As you prepare for a new year, now is the perfect time to resolve, once and for all, to do something about it.

Reclaiming the Time to Think (continued below)

Juliet encourages leaders to sanction WhiteSpace—a strategic pause between activities. If this sounds like an impossible dream, or a way to exacerbate your already-overloaded calendar and to-do list, maybe you’re missing the real culprit here. Are you filling your schedules and lists with truly valuable work? Most of us have not only adapted to this frenzied pace, we’ve become numb to it. We don’t realize how much of our time gets stolen away.

Think about it:

  • Does every email require an instant response (or even a response at all)?
  • Are people in your company conditioned to believe that they’d better respond immediately?
  • Do you need a full hour for every meeting just because that’s the default setting on your calendar?
  • Is it really going to make a difference if you change the size of the box on that PowerPoint slide one more time?

When you start to tally it up, you’ll begin to see all those places where that thinking time is actually there, just waiting for you to reclaim it.

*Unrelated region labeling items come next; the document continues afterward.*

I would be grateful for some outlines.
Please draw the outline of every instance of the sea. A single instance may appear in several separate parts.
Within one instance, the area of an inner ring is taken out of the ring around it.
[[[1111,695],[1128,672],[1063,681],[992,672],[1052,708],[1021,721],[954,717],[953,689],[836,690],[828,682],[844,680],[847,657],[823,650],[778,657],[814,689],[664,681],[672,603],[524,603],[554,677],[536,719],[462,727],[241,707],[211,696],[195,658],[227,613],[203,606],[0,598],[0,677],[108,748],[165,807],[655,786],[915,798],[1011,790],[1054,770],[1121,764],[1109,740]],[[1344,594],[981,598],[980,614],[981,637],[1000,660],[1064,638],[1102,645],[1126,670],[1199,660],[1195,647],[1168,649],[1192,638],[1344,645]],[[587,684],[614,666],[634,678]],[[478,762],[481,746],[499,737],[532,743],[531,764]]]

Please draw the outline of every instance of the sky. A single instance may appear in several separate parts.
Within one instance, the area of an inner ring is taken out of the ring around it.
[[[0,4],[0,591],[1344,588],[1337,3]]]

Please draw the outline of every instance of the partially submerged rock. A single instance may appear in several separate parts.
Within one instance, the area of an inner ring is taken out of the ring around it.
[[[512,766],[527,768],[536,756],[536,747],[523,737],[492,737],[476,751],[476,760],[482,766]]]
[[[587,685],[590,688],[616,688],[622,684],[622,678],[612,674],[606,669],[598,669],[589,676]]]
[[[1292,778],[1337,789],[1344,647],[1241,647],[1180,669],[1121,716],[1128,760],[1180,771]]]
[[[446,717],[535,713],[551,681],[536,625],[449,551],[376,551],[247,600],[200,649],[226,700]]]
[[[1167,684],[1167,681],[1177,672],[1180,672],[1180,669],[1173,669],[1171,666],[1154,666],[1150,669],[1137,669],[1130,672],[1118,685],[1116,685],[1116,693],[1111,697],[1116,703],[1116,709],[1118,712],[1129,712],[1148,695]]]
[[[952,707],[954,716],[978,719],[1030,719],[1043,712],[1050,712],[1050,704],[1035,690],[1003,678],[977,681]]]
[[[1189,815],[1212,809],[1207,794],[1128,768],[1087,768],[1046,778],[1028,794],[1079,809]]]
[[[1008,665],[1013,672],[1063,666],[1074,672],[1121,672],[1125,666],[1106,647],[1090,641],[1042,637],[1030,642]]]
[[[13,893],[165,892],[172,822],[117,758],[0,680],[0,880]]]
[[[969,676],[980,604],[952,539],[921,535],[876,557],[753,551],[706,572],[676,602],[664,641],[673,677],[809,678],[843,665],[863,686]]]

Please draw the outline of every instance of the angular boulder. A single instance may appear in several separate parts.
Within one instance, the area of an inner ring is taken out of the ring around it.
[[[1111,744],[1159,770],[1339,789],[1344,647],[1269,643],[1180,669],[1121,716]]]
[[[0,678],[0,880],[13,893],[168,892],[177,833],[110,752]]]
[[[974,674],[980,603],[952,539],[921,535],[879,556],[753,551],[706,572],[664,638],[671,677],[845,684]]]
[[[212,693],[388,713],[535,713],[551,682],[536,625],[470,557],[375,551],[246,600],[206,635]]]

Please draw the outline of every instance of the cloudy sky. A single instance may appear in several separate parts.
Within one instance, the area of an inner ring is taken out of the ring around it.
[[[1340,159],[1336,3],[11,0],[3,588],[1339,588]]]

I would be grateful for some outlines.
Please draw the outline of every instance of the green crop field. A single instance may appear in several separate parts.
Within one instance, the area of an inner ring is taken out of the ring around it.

Here are a few ways to do it:

1. Take stock: You can start by tracking how you’re currently using your time. Use a time tracking tool or simply log it in a notebook. Get it all down. Everything. Then review it and look for patterns. Are certain activities taking more time than they should? Are you allowing low-value touchpoints and other activities to creep into your routine? Make note of what’s stealing your time.

2. Reframe it: Author Laura Vanderkam suggests changing your language to remind you that “time is a choice.” She advises, “Instead of saying ‘I don’t have time,’ try saying ‘it’s not a priority,’ and see how that feels.” It’s a simple shift, but it can completely reframe the way you see your choices and how they affect you. Is Thinking isn’t a priority really what you want to be communicating—to yourself and to your staff?

3. Install filters: Juliet points out that we all have good qualities that, when taken to their extreme, can turn into “productivity thieves.” Drive becomes overdrive. Excellence morphs into perfection. Information becomes overload. Activity turns into frenzy. She offers some filtering questions to help combat those thieves. Ask yourself:

(Overdrive) Is there anything I can let go of?
(Perfection) Where is “good enough” good enough?
(Overload): What do I truly need to know?
(Frenzy) What deserves my attention?

4. Find a buddy: We often don’t see the behaviors in ourselves, but we’ll instantly see them in others. This is why it’s so helpful to have trusted sounding boards we can turn to. They’re the people who will call us out on our “stuff” and help us stay accountable to our goals—and vice versa. ISAers use both informal channels to do this as well as formal groups like Raft Groups for confidential insights, sanity checks and support.

Don’t let “I’m so busy” be your standard reply in 2018. Now more than ever, thinking is a priority, for your team, your business and yourself. Make sure it receives the status it deserves.